What I see many people do to attempt to overcome this, is become either:-
Effusive - Throw themselves into making a perfect plan for the new 'them', networking like crazy and make lots of new 'friends', only to find themselves exhausted and a bit empty.
or Reclusive - Hide away, busying themselves with the minutiae of home life, not connecting with anyone new and being over reliant on old friends back home, becoming sadder and lonelier.
Instead, become reflective and consider your strengths. Your strengths are likely to be things that you enjoy doing..... so focusing on them should make you feel happier and as they're familiar, you'll feel more like your self.
Try out this challenge:
Grade, Improve, Connect.
Take one of your strengths, give it a current grade on a scale of 0 to 10, (zero being 'not at all present', ten being 'couldn't possible get any better'. Work out how you can improve the score by 1 point, here and now in this new country (seriously ONLY 1 point). Now add the important bonus - add some form of connection with others. So for example your strength might be 'cooking asian food' and you might give it a current score of 4 because you don't know where to buy the spices in Lisbon.
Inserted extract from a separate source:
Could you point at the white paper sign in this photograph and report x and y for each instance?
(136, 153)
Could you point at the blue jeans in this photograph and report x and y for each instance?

You improve it to a 5 by researching and going out and buying the spices. You add the bonus by making some food and sharing it with your neighbours.
This challenge works because it's simple and quick so it avoids endless navel gazing and procrastination. It makes you take action and do something achievable which gives positive feedback that you can make things happen here and then go on to do bigger things. And most importantly, it gives a reason for connecting with others.
I've worked with many women who have used this simple challenge to begin the process of finding themselves and integrating into new societies. Their strengths have ranged from painting to book keeping, from coding to dance. Once you've taken a strength and improved it by 1 point, you can keep going and improve by another 1 point or add variety and switch to a different strength.